Dilema
Utang-Piutang
Helmy Akbar ; Anggota Asosiasi Peneliti dan Pemerhati
Sumber Daya Perairan dan Lingkungan IPB |
SUARA
KARYA, 28 Agustus 2012
Pertemuan kelompok negara G-20, belum lama ini telah menyepakati
usulan Indonesia mengenai pembiayaan infrastruktur untuk mendukung program
pembangunan ekonomi global. Memang sesuai dugaan sebelumnya bahwa pertemuan
tersebut tidak lain sebagai upaya menghimpun kekuatan dan sumber dana dari negara-negara
berkembang dan miskin untuk menyelamatkan dunia akibat krisis Eropa.
Sebelumnya. krisis ini telah didahului oleh krisis subprime mortage-nya adidaya
AS.
Pembiayaan infrastruktur dinilai penting dalam mendukung proyek
Masterplan Percepatan dan Perluasan Pembangunan Ekonomi Indonesia (MP3EI).
Pembiayaan yang besar dibutuhkan untuk mendanai proyek ini sehingga tidak
sepenuhnya bisa dibiayai dengan pendanaan domestik tetapi memerlukan dukungan
kalangan swasta, baik dalam negeri maupun asing.
Asian Development Bank (ADB) sendiri sebagai
pihak kreditor telah menyiapkan komitmen pengadaan utang baru senilai 2,5
miliar dolar AS. Dana bertajuk country
partnership strategy ini dimaksudkan untuk mendorong pertumbuhan inklusif
dan meningkatkan kelestarian lingkungan. ADB akan memfokuskan pinjaman maupun
asistensi pada enam sektor strategis. Yaitu, sektor energi, transportasi,
manajemen sumber daya alam, keuangan, persediaan air bersih dan layanan
perkotaan lainnya, serta sektor pendidikan.
Yang sangat mengherankan, komitmen pemerintah menjadi kreditur
atau pemberi pinjaman kepada IMF karena pernah menjadi pengutang terbesar dari
IMF. Negara tidak tanggung-tanggung memberi pinjaman mencapai satu miliar dolar
AS guna membantu negara-negara dunia yang dilanda krisis. Dengan harapan krisis
Eropa cepat selesai dan tidak menular ke mana-mana. Uang ini, konon, berasal
dari cadangan devisa RI yang sekarang pada posisi 111,52 miliar dolar AS.
Kebijakan berutang maupun berpiutang yang tidak digunakan untuk
kepentingan rakyat, justru dapat melemahkan perekonomian. Alasannya?
Pertama, langkah memberikan piutang kepada IMF terbilang
berbahaya. Kondisi perekonomian Indonesia belum stabil.
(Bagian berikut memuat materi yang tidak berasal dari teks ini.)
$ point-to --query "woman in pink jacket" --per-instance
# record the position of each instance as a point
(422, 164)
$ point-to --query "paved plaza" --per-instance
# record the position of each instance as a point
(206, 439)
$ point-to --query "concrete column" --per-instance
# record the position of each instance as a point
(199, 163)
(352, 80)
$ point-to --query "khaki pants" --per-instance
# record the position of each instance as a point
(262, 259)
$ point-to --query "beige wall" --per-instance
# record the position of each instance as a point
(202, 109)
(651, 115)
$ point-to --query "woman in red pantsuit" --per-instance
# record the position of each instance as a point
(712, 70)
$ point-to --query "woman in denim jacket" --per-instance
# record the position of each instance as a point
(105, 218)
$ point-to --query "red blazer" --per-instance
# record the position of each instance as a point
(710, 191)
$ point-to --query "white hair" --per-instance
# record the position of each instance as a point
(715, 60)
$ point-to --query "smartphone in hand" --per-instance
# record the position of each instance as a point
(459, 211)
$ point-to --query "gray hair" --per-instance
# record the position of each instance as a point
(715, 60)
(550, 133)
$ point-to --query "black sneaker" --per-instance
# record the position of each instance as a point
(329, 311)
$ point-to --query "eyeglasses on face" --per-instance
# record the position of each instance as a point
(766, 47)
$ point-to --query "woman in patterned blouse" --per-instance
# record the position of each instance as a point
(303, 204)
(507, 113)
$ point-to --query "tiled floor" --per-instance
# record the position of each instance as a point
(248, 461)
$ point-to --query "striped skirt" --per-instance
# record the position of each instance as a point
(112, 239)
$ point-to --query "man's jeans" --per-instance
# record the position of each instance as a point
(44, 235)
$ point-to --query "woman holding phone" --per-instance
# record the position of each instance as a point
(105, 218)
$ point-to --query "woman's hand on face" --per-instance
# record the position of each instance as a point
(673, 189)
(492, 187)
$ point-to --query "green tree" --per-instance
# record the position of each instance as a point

Dampak melemahnya
ekonomi global mulai terasa. Ekonomi Indonesia pada triwulan I 2012 mulai
melambat (pertumbuhan sekitar 6,3 persen) dibanding triwulan I 2011 sebesar
6,43 persen.
Hanya sektor pertanian, peternakan, kehutanan dan perikanan yang
masih bisa tumbuh di atas 20,9 persen. Untuk sektor real estate, jasa perusahaan, angkutan dan komunikasi hanya mampu
tumbuh di bawah 2,5 persen. Meski ekonomi masih tumbuh positif, kualitas
ekonomi dengan indikator jumlah pengangguran, jumlah orang miskin dan tingkat
kesejahteraan belum bisa dikatakan baik. Data BPS juga menunjukkan perputaran ekonomi
masih berkutat pada Jawa sebesar 57,50 persen dan Sumatera 23,60 persen.
Dari
sisi penyerapan tenaga kerja, BPS mencatat pada Februari 2012, jumlah angkatan
kerja sebesar 120,4 juta orang dengan penyerapan pasar tenaga kerja 112,8 juta
orang. Artinya, jumlah pengangguran terbuka tercatat 7,6 juta orang atau
berkurang jika dibandingkan pada Agustus 2011 (7,7 juta orang). Penyerapan
tenaga kerja dalam kurun Agustus 2011 hingga Februari 2012 hanya 100.000 orang.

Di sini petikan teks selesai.